Magical girls, indeed.
“Yes, Mimi?” he asked.
She looked at the detectives at the table, two of which had been on the force longer than she had been alive, as had Lt. Rizzo. Ten professional eyes stared back at her in silence. Eight of them were hostile. Rizzo’s were adoring.
“May I mention something?” she asked.
“Of course you may, Mimi,” Rizzo said. “These officers are under my command. Anything you say to me I would relate to them immediately, and as you can probably tell, they are in dire need of all the help they can get. So please tell us what you have.”
“Maybe it’s nothing,” she said, “but maybe it’s something.”
Mimi sat down at the table and Rizzo closed the door.
Mimi had been doing some research and some digging, she explained, trying to relate the ballistics tests that Rizzo had shown her to anything else going on in Europe. So, helpful young chick that Mimi was, she hacked into some English-language military sites just to check out some pictures of real sailors and see what else was there.
Penetrating fifty million dollars of US Defense Department software took Mimi six and a half minutes. The United States Naval Station at Rota, Spain, she discovered, had recently finished its part of an annual weapon and ammunition moving and tracking exercise called CAWDS.
Under the CAWDS, or Containerized Ammunition Weapons & Distribution System, several boatloads of small arms and ammunition had been moved in standard shipping containers by air and sea.
The exercise had started in September 2007 and had run through June 2008. Under the system, computerized, numerical micro-imprints had been placed on all equipment to further facilitate their tracking.

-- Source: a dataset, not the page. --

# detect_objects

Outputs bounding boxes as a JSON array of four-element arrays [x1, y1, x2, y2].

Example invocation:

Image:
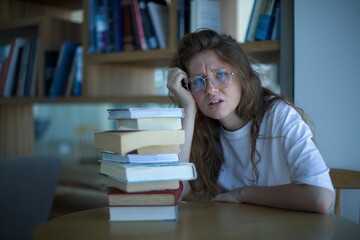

“It’s a very complex process,” Mimi said. “But as we all know,” she said, “firearms examiners use a comparison microscope to determine whether or not a bullet was fired from a particular firearm. The comparison is based on the individual marking left on fired ammunition components that are unique to a particular firearm. That’s how we have the linkage of the weapons used in these two cases that Lieutenant Rizzo is discussing.”
“Good so far,” Rizzo said. His instincts told him to trust her.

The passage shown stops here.